In his 20 months in office, Barack Obama hasn’t had many foreign-policy triumphs to crow about. But yesterday when he spoke to the United Nations General Assembly, for once the president could cite an actual diplomatic achievement for his administration. Russia’s announcement that it will not honor the contract it had signed to sell S-300 missiles to Iran showed that efforts undertaken by Obama to sweet-talk Moscow out of acting as an enabler for the rogue regime in Tehran have not been completely in vain.
Stopping the sale of these weapons had been an urgent issue for both the United States and Israel. Had they been deployed by the Iranians, those missiles would have acted as the centerpiece of an air-defense system that would have posed a formidable obstacle to any effort to knock out the Iranians’ nuclear-weapons program from the air. Russia’s willingness to join in the ban on arms sales to Iran puts some teeth in the otherwise mild sanctions that the international community has placed on Tehran.
But despite this setback, Iranian President Mahmoud Ahmadinejad can’t be too downhearted about the way things have been going for his despotic regime during the UN jamboree in New York this week. Just when the Russian announcement gave Obama something to brag about, the administration was sending signals that it was prepared to step back from its recent tough talk about bringing Iran to heel.
The New York Times reports that: “At a meeting today with France, Britain, Germany, Russia and China, diplomats planned what one senior American official described to reporters as a ‘phased approach’ that would include reviving an earlier proposal to supply Iran with enriched fuel for a research reactor in Tehran in return for Iran’s shipping the bulk of its stockpile of uranium to Russia and France. ‘We’re prepared to engage and see if we can’t produce what would be a confidence-building step,’ said a senior administration official, speaking on condition of anonymity.”
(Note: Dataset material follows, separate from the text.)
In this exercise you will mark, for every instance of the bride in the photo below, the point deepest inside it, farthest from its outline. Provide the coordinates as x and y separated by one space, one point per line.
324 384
Thus, just when it seemed as if he were making some real progress on isolating Iran, Obama sends Ahmadinejad a signal that he is in no real trouble after all. Dating back to the Bush administration’s own feckless diplomacy on Iran’s nukes, Tehran has happily exploited the West’s efforts to appease it. Every initiative that sought to cajole or bribe the Islamist tyranny to back away from its nuclear ambitions has been welcomed by the ayatollahs. They were only too happy to string European or American diplomats along to buy more time in order to get closer to the day when they could announce their possession of a nuclear device. Last year, the Iranians agreed to a porous deal that called for the export of their uranium stockpile. But then, when it suited them, they repudiated it, leaving Obama and the rest of his foreign-policy team with egg on their faces. As with the rest of Obama’s pathetic attempt to “engage” Iran, such initiatives only convinced Tehran that the new American president was not to be taken seriously. With non-military trade with Russia still booming and with neighboring Turkey’s Islamic government providing Ahmadinejad with a reliable ally and trading partner, the Iranians understand that the UN sanctions are inconvenient but not crippling. And so long as Obama is still wedded to the absurd idea that he can talk them out of their nuclear plans, the Iranians have to be thinking that it will soon be too late for anyone to stop them from gaining a nuclear weapon.